A discussão central da noite girou em torno da necessidade de preparar o pedagogo para atuar como um mediador entre a tecnologia e as famílias. Com o uso desenfreado da internet, as instituições de ensino tornaram-se o primeiro ponto de acolhimento para conflitos gerados na rede, o que exige do profissional um conhecimento profundo sobre as implicações legais da exposição de menores. A palestrante e advogada Rafaela Huren Modolon detalhou como o ECA Digital busca frear o uso indevido de dados pessoais por grandes empresas de tecnologia, que muitas vezes utilizam algoritmos e anúncios atrativos para induzir o público infantil ao vício em plataformas e jogos virtuais.

“As atualizações são importantes para eles terem consciência do que é o ECA digital, porque há muito conceito do que é e o que não é. Atualmente, a lei foi feita de uma forma que protegesse realmente as crianças dos riscos que a internet traz e de uma forma de orientar os pais também dessa situação”, pontua Rafaela. Segundo ela, o pedagogo deve saber identificar infrações no ambiente virtual para instruir as famílias sobre os procedimentos legais necessários junto aos órgãos competentes. “Acredito que principalmente os pedagogos podem ter essa visão contando para os pais as medidas que podem ser feitas caso ocorra alguma infração aos filhos”, completa a palestrante.

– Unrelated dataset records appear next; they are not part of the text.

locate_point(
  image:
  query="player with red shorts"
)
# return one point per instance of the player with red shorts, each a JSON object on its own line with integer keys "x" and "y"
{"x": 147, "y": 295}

As organizadoras do evento, as professoras de estágio do Departamento de Pedagogia, Solange Aparecida de Oliveira Collares e Laurete Maria Ruaro, destacaram que a escola precisa estar munida de informações técnicas para orientar pais e responsáveis sobre o uso ético da internet. A mediação escolar é vista como uma estratégia para prevenir prejuízos no desenvolvimento psíquico e social das crianças, garantindo que o avanço tecnológico seja acompanhado de responsabilidade.

Para a professora Solange, o tema é urgente pois o pedagogo ocupa a linha de frente nas instituições. “Os pedagogos que estão na escola, geralmente, ficam na linha de frente, então são eles que desenvolvem, junto com os pais e com os alunos, as atividades pertinentes às questões em relação ao uso da internet e à preservação de imagens”, explica. A professora Laurete reforça que o domínio dessa legislação é o que garante a segurança nos projetos educativos e na atuação profissional futura dos estudantes. “O pedagogo que vai se inserir nas escolas precisa entender e orientar os pais, os professores e as crianças de como fazer essa mediação entre o mundo real e o mundo virtual sem maiores prejuízos para ninguém”, destaca.